Since the divergence-driven ISel was fully enabled we have more VGPRs available.

MachineScheduler trying to take advantage of that bumps up the occupancy sacrificing
the hiding of memory access latency.  This really spoils the initially good schedule.
A new metric that reflects the latency hiding quality of the schedule has been created
to make it to balance between occupancy and latency. The metric is based on the latency
model which computes the bubble to working cycles ratio. Then we use this ratio to decide
if the higher occupancy schedule is profitable as follows:

    Profit = NewOccupancy/OldOccupancy * OldMetric/NewMetric

Diff Detail

Event Timeline

alex-t created this revision.Dec 9 2022, 5:58 AM
Herald added a project: Restricted Project. · View Herald TranscriptDec 9 2022, 5:58 AM
alex-t requested review of this revision.Dec 9 2022, 5:58 AM
Herald added a project: Restricted Project. · View Herald TranscriptDec 9 2022, 5:58 AM
Herald added a subscriber: wdng. · View Herald Transcript
alex-t updated this revision to Diff 481614.Dec 9 2022, 6:05 AM

odd changes removed

alex-t updated this revision to Diff 481618.Dec 9 2022, 6:13 AM

yet one more minor code cleanup

Do you have any performance measurements?
Also guard it with an option to turn it off.

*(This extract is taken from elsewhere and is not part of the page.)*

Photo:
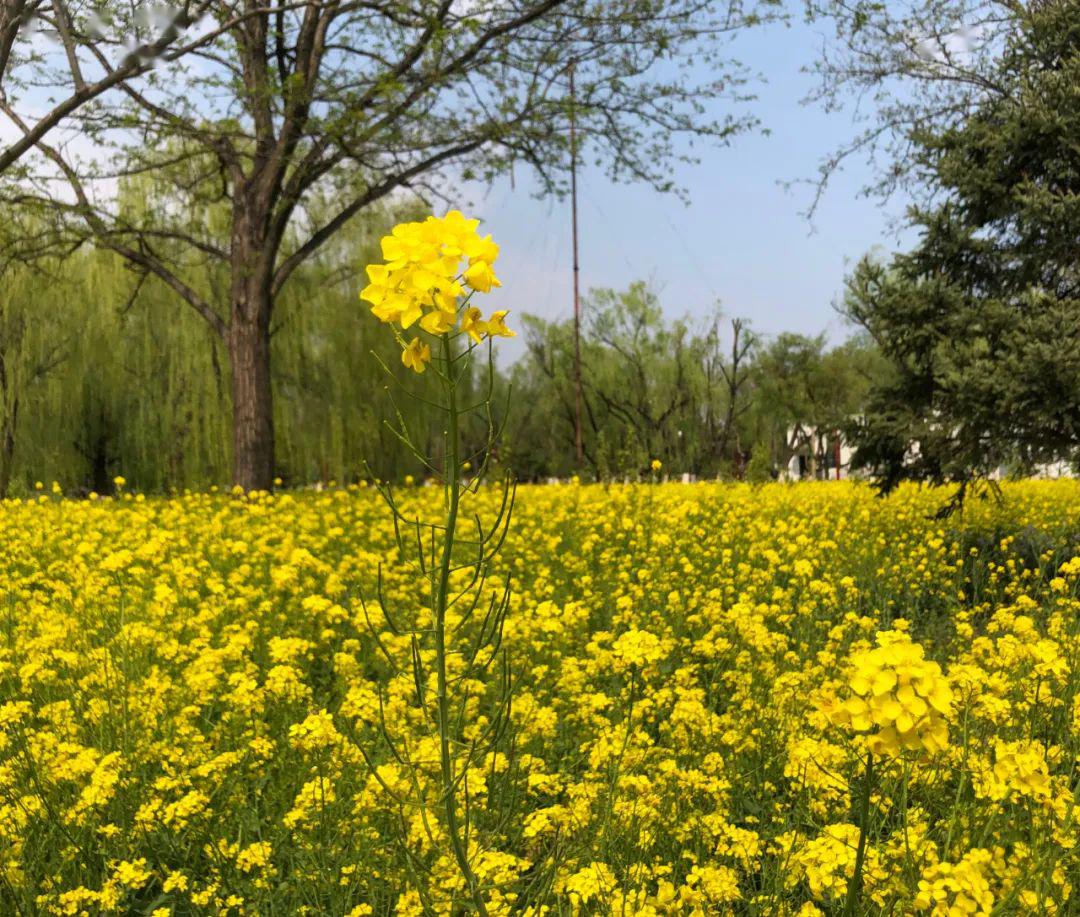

llvm/lib/Target/AMDGPU/GCNSchedStrategy.cpp
862

You probably do not need to compute it always, just in UnclusteredHighRPStage?

1079

No else after return.

1088

Avoid using float. Use scaled integers.

vpykhtin added inline comments.Dec 10 2022, 1:56 AM
llvm/lib/Target/AMDGPU/GCNSchedStrategy.cpp
949

Model -> ReadyCycles?

964

max

969

Model[&MI] = ReadyCycle;

vpykhtin added inline comments.Dec 10 2022, 2:04 AM
llvm/lib/Target/AMDGPU/GCNSchedStrategy.cpp
956

if (!SU) continue;

what is it BTW? Debug instruction?

alex-t updated this revision to Diff 482123.Dec 12 2022, 7:36 AM
alex-t marked 6 inline comments as done.

changes as requested

llvm/lib/Target/AMDGPU/GCNSchedStrategy.cpp
862

I only need this at the stage preceding the UnclusteredHighRPStage because it is the "MetricBefore" computation. The UnclusteredHighRPStage only runs for the regions which conform to the condition:

bool UnclusteredHighRPStage::initGCNRegion() {
  // Only reschedule regions with the minimum occupancy or regions that may have
  // spilling (excess register pressure).
  if ((!DAG.RegionsWithMinOcc[RegionIdx] ||
       DAG.MinOccupancy <= InitialOccupancy) &&
      !DAG.RegionsWithExcessRP[RegionIdx])
    return false;

  return GCNSchedStage::initGCNRegion();
}

What I should have done here, is to avoid this running for the GCNSchedStageID::ClusteredLowOccupancyReschedule stage.

949

What do you mean? Don't understand the question

956

Not only debug. Copy f.ex.

1088

What is the evil in float? I would agree if we're targeting the embedded platform with no or very expensive floating point support. Could you explain where is the overhead for x86like (for example)?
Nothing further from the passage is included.